Il fatto avvenuto ieri sera a Firenze è di una gravità non comune. L'unico precedente che la storia del pallone di casa nostra ricordi risale alla stagione 1983-84. Campionato di serie B, in campo Pescara e Como, chi vince mette un piede nella categoria superiore. Con il Pescara avanti per 2 a 0, la gara viene fermata a causa di una reazione piuttosto veemente del centravanti della squadra abruzzese Vittorio Cozzella, che poco prima aveva ricevuto una testata da un avversario. Il guardalinee osserva la scena e fa sapere all'arbitro la sua versione dei fatti. Cozzella viene espulso e prende la strada della panchina, evidentemente non troppo convinto della scelta del direttore di gara. Lo raggiunge a metà strada il suo tecnico, Tom Rosati, che gli consegna uno schiaffo che non passa inosservato. Cozzella reagisce e ne nasce un parapiglia che dura qualche minuto. Secondo quanto riportano le cronache di allora, il caso viene chiarito negli spogliatoi, stretta di mano tra i due e pace fatta. «Quello schiaffo mi aiutò a crescere», ha detto Cozzella qualche ora fa, interpellato dalla stampa per dire la sua sul caso del giorno.

Tuttavia, di fatti al limite del codice penale su un campo di calcio ce ne sono stati almeno altri quattro negli ultimi anni. E tutti hanno riguardato allenatori alle prese con la tensione di un momento particolarmente difficile. Nell'agosto scorso, Paolo Di Canio, manager dello Swindon Town (club inglese della Football League Two), al termine della gara che elimina la sua squadra dalla Carling Cup, aspetta il suo centravanti Leon Clarke all'ingresso degli spogliatoi e poi lo tira per la maglia, spingendolo nel tunnel che porta alle docce. Spintoni, manate e parole grosse, tra i due si accende un confronto che viene risolto soltanto dall'intervento dello steward dello stadio.

Un anno prima, nell'agosto del 2010, sempre in Inghilterra, Roberto Mancini, numero uno del Manchester City, e David Moyes, tecnico dell'Everton, sono venuti a contatto quando quest'ultimo ha raccolto un pallone finito dalle sue parti. Mancini è intervenuto per strapparglielo e per evitare di perdere tempo. Anche qui, solito copione. Parole al fulmicotone e qualche spintone. Quindi, la stretta di mano a mezzo stampa. Caso risolto con una bevuta.

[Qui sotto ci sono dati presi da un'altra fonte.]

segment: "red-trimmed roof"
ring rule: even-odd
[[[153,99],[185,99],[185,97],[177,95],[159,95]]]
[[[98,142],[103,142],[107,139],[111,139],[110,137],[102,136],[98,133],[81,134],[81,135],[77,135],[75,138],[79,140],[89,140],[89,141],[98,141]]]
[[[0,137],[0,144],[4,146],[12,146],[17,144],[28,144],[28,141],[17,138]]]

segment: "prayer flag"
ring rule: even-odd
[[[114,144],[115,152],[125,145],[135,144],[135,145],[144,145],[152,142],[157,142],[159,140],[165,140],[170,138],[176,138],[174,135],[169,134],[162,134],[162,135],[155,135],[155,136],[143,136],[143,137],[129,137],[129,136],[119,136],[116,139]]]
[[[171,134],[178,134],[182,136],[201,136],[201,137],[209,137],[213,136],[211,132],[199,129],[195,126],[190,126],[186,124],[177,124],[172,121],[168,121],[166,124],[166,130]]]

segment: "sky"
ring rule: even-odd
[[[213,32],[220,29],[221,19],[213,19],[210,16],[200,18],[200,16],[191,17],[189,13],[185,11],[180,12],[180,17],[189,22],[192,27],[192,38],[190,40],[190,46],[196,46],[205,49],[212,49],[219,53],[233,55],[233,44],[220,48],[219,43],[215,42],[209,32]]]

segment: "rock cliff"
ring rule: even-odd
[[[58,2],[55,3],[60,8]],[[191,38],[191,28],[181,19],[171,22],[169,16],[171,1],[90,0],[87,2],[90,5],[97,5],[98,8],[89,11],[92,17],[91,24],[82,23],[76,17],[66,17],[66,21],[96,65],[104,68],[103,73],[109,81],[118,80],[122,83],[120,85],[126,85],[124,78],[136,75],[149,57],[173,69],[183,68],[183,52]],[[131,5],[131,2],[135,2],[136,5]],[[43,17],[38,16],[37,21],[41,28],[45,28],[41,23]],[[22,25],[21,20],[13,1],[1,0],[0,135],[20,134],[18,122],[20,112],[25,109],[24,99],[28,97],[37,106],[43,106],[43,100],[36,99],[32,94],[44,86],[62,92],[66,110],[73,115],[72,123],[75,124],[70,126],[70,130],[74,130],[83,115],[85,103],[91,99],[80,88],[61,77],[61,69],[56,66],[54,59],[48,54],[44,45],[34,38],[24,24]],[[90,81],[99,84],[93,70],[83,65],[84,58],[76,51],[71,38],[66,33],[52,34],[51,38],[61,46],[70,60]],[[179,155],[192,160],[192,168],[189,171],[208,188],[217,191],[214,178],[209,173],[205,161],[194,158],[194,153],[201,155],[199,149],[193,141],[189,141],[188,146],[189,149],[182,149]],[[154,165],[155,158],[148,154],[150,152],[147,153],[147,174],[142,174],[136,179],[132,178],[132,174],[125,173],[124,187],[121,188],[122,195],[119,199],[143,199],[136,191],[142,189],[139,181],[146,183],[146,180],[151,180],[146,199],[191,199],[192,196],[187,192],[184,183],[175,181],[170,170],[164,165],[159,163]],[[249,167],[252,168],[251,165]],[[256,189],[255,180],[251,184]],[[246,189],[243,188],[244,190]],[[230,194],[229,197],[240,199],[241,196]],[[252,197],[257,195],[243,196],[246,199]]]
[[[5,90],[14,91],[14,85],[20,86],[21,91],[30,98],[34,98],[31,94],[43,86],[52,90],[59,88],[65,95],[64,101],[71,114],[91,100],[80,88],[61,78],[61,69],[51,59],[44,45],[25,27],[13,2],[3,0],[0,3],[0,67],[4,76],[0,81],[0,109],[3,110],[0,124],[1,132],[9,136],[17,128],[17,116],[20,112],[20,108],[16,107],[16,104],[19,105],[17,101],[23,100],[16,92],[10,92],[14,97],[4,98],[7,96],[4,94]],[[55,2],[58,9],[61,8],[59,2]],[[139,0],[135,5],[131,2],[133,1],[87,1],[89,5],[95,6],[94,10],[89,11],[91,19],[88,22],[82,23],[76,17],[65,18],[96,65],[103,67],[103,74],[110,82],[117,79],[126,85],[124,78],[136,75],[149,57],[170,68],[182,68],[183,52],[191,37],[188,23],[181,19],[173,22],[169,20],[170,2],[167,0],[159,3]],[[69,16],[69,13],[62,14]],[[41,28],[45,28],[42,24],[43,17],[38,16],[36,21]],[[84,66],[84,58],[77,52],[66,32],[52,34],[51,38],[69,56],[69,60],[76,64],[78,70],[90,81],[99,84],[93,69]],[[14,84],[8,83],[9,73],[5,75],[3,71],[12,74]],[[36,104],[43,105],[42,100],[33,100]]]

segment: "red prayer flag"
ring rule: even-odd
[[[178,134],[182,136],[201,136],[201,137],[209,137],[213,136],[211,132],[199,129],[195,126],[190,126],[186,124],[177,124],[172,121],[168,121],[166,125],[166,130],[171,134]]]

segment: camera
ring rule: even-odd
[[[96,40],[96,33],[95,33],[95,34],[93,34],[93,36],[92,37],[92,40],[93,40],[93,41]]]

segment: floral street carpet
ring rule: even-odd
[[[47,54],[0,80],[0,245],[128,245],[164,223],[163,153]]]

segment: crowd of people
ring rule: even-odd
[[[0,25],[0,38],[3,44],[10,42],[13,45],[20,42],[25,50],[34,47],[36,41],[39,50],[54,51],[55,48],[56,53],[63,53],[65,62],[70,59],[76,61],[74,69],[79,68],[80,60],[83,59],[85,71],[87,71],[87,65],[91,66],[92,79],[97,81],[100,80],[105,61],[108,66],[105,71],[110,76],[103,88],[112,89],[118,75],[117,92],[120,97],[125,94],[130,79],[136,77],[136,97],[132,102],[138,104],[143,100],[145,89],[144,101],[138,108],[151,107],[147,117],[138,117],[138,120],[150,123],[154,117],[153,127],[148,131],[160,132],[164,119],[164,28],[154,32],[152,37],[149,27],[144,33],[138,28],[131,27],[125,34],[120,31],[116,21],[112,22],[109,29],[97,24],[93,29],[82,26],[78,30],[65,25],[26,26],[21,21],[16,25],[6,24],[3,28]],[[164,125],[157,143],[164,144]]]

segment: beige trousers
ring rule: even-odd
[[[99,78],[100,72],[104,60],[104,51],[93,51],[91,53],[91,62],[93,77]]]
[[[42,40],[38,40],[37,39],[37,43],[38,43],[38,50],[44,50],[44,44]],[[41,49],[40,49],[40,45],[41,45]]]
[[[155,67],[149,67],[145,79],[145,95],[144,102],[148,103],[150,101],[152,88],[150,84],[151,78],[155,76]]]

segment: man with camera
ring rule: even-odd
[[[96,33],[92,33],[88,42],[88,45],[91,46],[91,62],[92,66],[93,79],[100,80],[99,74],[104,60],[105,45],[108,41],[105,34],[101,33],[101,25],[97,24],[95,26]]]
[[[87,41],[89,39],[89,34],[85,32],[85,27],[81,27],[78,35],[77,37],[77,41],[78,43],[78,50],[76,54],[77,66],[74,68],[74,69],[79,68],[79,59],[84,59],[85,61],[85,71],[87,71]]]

E cosa dire del dito nell'occhio che Mourinho regalò a Tito Vilanova, allora secondo di Guardiola nel Barca dei miracoli? Supercoppa di Spagna 2011, i blaugrana battono i blancos 3 a 2 e lo Special One interviene in una rissa a bordo campo per un fallo commesso da Marcelo su Fabregas. Il caso si sgonfiò soltanto qualche settimana dopo. Mourinho, per la cronaca, non si scusò con il collega, che dalla scorsa settimana è diventato ufficialmente il nuovo tecnico del Barcellona per la stagione 2012-13.

Per chiudere il cerchio e tornare in Italia, andiamo indietro fino alla stagione 2003-04. Finale playoff di serie C1 tra Cesena e Lumezzane. Il tecnico dei romagnoli Fabrizio Castori aggredisce con calci e pugni, durante un'interruzione di gioco, il calciatore dei bresciani Pietro Strada. Squalificato per tre anni dal giudice sportivo, viene rinviato a giudizio per "lesioni volontarie e rissa". Quando si parla di lui, ancora oggi, si fa talvolta riferimento a quel fatto. Possibile, anzi, probabile che lo stesso destino spetti nelle prossime stagioni a Delio Rossi.